File names garbled in rar archive, possibly double utf8 encoded? Can't figure out how to reverse

1

I'm trying to restore the uploads folder of a wordpress installation. The folder went through some combination of ftp or sftp transfer and got compressed by rar. (I don't know the exact process, it wasn't done by me). Now they are garbled in the archive.

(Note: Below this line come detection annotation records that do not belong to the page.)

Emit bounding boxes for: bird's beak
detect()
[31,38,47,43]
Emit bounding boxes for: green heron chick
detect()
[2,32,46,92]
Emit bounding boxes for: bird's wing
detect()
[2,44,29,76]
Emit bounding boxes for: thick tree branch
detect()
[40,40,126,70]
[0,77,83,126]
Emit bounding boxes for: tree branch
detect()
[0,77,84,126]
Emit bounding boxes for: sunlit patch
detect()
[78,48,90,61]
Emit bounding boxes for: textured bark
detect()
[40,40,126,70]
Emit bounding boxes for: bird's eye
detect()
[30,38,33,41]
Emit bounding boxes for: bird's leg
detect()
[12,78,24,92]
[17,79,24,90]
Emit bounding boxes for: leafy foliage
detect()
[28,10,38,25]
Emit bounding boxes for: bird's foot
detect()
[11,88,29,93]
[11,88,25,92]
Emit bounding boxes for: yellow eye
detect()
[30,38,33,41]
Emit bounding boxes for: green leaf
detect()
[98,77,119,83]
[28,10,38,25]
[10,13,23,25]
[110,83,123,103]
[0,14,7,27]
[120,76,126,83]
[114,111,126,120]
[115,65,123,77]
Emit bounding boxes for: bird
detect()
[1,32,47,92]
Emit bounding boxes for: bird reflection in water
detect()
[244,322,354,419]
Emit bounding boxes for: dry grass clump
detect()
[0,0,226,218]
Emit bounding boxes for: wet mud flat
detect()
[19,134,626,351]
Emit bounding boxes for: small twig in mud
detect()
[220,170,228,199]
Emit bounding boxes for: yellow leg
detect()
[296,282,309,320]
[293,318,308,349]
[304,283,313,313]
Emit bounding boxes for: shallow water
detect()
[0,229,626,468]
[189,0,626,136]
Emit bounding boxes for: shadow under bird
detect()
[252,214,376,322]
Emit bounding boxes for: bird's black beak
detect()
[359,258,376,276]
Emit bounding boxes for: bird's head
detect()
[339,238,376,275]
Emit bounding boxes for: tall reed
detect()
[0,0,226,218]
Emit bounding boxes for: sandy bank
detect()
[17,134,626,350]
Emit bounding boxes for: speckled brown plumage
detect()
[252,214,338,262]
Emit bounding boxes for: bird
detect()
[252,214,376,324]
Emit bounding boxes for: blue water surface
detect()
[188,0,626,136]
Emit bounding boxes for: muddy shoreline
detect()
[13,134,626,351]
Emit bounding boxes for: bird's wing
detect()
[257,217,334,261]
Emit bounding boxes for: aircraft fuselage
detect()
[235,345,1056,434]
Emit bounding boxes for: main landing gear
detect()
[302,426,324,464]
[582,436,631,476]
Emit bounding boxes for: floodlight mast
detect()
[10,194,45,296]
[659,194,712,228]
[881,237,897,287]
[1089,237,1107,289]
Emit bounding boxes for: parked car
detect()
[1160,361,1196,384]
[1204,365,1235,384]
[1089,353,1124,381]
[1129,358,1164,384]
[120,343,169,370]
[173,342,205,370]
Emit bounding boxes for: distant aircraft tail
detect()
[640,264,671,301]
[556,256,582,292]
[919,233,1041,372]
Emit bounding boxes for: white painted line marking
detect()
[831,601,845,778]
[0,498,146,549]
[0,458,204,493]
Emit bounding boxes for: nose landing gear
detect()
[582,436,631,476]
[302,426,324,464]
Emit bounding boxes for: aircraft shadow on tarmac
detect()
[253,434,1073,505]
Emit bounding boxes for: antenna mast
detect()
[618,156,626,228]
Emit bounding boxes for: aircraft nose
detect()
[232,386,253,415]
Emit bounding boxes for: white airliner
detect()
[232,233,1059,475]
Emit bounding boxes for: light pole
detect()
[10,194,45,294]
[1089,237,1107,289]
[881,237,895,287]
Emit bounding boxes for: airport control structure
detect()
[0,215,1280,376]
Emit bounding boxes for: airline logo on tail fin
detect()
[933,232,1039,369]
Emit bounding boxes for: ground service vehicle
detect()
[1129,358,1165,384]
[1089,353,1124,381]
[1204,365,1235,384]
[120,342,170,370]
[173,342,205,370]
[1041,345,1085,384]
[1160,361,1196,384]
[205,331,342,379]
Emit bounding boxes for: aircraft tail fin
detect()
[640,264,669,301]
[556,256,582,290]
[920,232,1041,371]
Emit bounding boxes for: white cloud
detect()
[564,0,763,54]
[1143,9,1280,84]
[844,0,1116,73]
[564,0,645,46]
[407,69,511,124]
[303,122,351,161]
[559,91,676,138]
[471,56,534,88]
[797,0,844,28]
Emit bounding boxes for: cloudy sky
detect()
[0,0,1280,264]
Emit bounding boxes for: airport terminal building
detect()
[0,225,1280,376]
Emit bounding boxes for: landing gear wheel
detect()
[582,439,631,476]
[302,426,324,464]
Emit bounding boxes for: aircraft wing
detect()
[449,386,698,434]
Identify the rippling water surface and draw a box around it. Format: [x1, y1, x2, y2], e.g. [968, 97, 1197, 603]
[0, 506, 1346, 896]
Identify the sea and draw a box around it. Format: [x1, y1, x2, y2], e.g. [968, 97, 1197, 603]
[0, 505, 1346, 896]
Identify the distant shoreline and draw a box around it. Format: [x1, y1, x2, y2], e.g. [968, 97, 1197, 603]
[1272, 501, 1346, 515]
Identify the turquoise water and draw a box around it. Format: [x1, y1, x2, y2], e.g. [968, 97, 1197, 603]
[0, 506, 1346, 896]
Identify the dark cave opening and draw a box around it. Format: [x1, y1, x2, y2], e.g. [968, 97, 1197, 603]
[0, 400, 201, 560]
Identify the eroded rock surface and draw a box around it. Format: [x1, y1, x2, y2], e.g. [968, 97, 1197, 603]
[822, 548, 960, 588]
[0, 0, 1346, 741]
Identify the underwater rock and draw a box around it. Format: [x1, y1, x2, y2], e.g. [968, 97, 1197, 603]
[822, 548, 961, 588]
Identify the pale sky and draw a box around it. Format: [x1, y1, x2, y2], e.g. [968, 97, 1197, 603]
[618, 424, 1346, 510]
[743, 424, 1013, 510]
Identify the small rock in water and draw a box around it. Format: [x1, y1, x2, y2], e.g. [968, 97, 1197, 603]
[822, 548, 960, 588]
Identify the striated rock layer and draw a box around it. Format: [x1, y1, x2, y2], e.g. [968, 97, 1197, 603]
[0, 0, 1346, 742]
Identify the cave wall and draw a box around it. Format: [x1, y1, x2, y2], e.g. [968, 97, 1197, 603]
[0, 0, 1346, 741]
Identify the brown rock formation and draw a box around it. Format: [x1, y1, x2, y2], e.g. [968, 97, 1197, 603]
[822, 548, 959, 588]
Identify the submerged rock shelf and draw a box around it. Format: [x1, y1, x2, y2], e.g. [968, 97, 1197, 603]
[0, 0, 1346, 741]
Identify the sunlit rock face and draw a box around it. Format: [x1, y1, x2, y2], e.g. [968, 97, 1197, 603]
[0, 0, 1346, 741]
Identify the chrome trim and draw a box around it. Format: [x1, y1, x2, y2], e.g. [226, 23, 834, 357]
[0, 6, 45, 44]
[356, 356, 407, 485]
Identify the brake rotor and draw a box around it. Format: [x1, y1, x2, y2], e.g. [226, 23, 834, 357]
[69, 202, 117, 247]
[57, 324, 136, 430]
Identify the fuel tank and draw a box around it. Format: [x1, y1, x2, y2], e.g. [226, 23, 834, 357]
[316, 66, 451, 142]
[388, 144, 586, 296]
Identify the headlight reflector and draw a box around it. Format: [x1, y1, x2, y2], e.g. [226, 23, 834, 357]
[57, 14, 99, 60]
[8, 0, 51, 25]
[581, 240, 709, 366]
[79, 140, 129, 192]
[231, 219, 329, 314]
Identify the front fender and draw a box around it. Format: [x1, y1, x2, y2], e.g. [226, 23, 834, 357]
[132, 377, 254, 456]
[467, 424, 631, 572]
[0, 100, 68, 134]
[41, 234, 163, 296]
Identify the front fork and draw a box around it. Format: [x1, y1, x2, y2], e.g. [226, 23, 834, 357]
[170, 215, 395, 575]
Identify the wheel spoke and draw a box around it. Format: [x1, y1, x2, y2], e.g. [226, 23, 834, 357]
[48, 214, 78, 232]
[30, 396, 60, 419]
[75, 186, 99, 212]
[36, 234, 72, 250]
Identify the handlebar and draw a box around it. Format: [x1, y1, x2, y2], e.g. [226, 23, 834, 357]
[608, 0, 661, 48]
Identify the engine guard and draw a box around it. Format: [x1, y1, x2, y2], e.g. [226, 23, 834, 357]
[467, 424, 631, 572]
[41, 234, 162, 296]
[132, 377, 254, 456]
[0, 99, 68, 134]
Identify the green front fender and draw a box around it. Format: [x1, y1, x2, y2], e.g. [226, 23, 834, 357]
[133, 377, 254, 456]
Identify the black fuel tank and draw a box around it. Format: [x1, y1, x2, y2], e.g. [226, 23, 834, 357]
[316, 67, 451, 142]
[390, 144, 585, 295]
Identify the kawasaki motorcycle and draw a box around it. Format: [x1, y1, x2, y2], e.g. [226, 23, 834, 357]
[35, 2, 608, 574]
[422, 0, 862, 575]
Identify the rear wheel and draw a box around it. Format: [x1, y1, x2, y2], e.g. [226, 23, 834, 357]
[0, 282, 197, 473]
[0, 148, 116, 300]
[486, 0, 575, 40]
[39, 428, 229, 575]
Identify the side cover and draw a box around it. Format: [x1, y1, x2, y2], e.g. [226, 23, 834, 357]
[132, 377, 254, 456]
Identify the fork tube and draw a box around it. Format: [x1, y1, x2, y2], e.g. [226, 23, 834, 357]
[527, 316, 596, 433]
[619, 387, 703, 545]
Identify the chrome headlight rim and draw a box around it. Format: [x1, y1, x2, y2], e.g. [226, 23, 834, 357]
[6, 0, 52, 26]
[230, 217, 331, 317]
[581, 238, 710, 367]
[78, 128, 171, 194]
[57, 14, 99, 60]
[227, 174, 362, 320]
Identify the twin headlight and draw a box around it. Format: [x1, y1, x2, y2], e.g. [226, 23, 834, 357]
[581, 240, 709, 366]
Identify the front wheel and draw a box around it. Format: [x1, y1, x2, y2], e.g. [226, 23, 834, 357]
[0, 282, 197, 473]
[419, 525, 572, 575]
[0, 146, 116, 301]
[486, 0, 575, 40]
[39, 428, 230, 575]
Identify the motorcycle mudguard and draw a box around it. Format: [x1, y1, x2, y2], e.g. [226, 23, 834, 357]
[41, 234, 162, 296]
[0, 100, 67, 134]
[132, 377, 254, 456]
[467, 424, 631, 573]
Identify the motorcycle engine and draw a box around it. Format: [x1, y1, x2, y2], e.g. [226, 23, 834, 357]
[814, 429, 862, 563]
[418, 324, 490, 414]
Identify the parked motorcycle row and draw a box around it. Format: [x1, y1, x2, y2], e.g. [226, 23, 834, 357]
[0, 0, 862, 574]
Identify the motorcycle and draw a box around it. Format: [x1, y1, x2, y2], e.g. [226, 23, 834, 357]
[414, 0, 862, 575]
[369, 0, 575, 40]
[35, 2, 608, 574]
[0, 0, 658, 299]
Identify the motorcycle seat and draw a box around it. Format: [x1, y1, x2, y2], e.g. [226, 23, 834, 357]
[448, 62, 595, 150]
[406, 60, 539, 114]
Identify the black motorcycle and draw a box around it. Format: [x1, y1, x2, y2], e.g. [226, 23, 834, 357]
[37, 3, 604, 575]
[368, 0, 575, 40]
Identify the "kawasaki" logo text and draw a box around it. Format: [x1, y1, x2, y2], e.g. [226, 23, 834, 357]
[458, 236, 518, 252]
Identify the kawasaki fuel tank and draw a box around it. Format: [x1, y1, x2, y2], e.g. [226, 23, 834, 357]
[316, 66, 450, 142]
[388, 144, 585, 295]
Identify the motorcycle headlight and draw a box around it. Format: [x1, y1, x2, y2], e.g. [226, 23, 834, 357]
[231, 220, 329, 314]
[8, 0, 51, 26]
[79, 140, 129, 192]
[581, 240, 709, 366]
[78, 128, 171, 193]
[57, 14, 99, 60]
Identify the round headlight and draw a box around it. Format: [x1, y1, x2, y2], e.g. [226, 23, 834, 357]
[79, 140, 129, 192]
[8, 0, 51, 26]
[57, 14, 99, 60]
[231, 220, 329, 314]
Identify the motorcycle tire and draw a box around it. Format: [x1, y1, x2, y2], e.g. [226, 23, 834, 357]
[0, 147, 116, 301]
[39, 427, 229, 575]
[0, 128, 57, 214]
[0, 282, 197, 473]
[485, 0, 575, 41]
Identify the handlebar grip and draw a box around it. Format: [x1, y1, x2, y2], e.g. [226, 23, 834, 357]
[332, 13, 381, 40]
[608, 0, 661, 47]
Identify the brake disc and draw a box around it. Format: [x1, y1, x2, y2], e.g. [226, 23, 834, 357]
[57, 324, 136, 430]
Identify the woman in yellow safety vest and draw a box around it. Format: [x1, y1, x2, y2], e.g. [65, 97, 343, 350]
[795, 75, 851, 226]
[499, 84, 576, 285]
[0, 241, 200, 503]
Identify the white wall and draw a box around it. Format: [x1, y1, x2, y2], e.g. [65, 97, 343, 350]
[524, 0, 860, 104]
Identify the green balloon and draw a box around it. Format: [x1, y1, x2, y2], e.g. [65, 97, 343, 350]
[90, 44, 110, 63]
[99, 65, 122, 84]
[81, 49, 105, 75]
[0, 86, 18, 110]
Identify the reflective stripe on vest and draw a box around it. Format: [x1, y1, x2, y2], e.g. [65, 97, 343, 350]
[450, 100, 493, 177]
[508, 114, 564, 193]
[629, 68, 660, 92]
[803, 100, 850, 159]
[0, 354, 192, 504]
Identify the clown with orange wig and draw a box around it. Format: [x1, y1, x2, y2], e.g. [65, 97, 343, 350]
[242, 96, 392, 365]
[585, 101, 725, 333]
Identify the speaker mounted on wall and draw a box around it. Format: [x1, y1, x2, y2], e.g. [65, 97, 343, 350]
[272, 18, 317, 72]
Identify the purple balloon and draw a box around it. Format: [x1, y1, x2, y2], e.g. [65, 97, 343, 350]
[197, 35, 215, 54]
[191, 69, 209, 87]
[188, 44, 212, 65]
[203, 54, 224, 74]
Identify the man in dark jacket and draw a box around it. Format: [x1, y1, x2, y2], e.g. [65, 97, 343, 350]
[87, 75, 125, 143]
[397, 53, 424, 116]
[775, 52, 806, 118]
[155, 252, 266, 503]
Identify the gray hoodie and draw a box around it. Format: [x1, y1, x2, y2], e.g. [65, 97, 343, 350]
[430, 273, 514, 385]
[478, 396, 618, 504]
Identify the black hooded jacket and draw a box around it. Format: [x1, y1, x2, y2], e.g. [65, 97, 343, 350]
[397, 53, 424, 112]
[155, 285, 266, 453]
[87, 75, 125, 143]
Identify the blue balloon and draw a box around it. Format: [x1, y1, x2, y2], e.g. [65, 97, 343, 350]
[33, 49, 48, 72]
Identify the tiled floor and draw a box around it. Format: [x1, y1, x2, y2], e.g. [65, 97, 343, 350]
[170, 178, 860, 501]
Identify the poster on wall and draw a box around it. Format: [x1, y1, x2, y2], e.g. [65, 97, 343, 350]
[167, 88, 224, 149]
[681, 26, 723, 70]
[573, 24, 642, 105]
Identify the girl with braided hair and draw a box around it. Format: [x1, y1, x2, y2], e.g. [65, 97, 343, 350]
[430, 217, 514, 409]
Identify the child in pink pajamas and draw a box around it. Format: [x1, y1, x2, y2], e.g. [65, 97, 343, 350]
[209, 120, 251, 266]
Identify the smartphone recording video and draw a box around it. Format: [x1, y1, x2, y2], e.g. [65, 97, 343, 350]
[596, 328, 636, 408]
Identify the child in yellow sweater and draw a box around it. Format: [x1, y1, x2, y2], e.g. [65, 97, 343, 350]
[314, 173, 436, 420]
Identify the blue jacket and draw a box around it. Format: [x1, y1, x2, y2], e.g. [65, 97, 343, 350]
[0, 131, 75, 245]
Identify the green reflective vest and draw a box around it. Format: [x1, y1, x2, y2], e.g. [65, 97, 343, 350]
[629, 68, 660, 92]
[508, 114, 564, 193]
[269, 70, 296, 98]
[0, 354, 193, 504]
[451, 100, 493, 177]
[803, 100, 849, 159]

For example, the fallowing file

gerendás.jpg

is named

gerendăľs.jpg

in the archive.

I can't figure out the exact process that took place. Somehow I think it got encoded utf8 multiple times. The closest I got to reproducing it was

~ $ convmv --nosmart -f "iso-8859-2" -t "utf8" gerendás.txt
Starting a dry run without changes...
mv "./gerendás.txt" "./gerendĂĄs.txt"
No changes to your files done. Use --notest to finally rename the files.

that is, the first character is the uppercase version of ă. I'm out of ideas here.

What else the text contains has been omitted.